Bill McStay recalls history’s verdict on Calvin Coolidge

Donald Trump was inauguratred as the 45th President of the United States in late January when he took the oath of office in Washington. All America, and indeed an interested world, will be hoping for decisive leadership.

A similar air of expectation awaited the incoming President in 1925, as people hoped that he would sweep away the wholesale corruption which had disgraced the administration of his Republican predecessor Warren Harding.

Calvin Coolidge would live up to their expectations, for he was a man of unbending integrity. And yet the verdict of history on this incorruptible man is that he failed his country in her hour of need.

Coolidge was born to a Vermont farming family on 4 July 1872, and would thus be the only president ever to be born on his country’s Independence Day.
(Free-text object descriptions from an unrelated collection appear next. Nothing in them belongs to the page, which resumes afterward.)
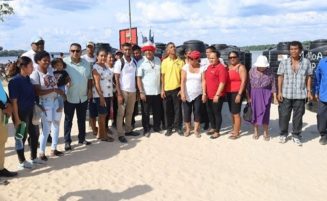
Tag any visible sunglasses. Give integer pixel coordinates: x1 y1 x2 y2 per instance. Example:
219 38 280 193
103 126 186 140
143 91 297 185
70 49 81 53
228 56 238 59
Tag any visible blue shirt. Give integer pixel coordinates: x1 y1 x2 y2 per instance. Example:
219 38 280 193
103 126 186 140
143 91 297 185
63 57 92 104
0 82 7 105
315 58 327 102
8 74 36 112
137 56 161 95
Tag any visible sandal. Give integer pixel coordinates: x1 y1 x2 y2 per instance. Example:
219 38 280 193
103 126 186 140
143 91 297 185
252 134 259 140
206 129 215 135
263 135 270 141
184 131 191 137
229 135 240 140
210 133 220 139
194 131 201 138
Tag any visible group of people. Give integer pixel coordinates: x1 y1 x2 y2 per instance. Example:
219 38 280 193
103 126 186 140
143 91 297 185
0 38 326 185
He inherited the family’s puritan belief in the virtues of hard work.

Whilst still a boy, he lost his adored mother and only sister, and was reared by a stern grandmother to whom fun, joy and sin all meant the same thing—and that was sin. Educated for a career in law, he was dutiful and dour, and as sparing with words as he was with money.

He amused his colleagues by declaring that he would marry the popular and charming Grace Goodhue. They scoffed at the chances of one whose conversation they alleged ‘bloomed like the edelweiss—rarely’. But Calvin confounded the critics, and married Grace against even her own mother’s bitter opposition.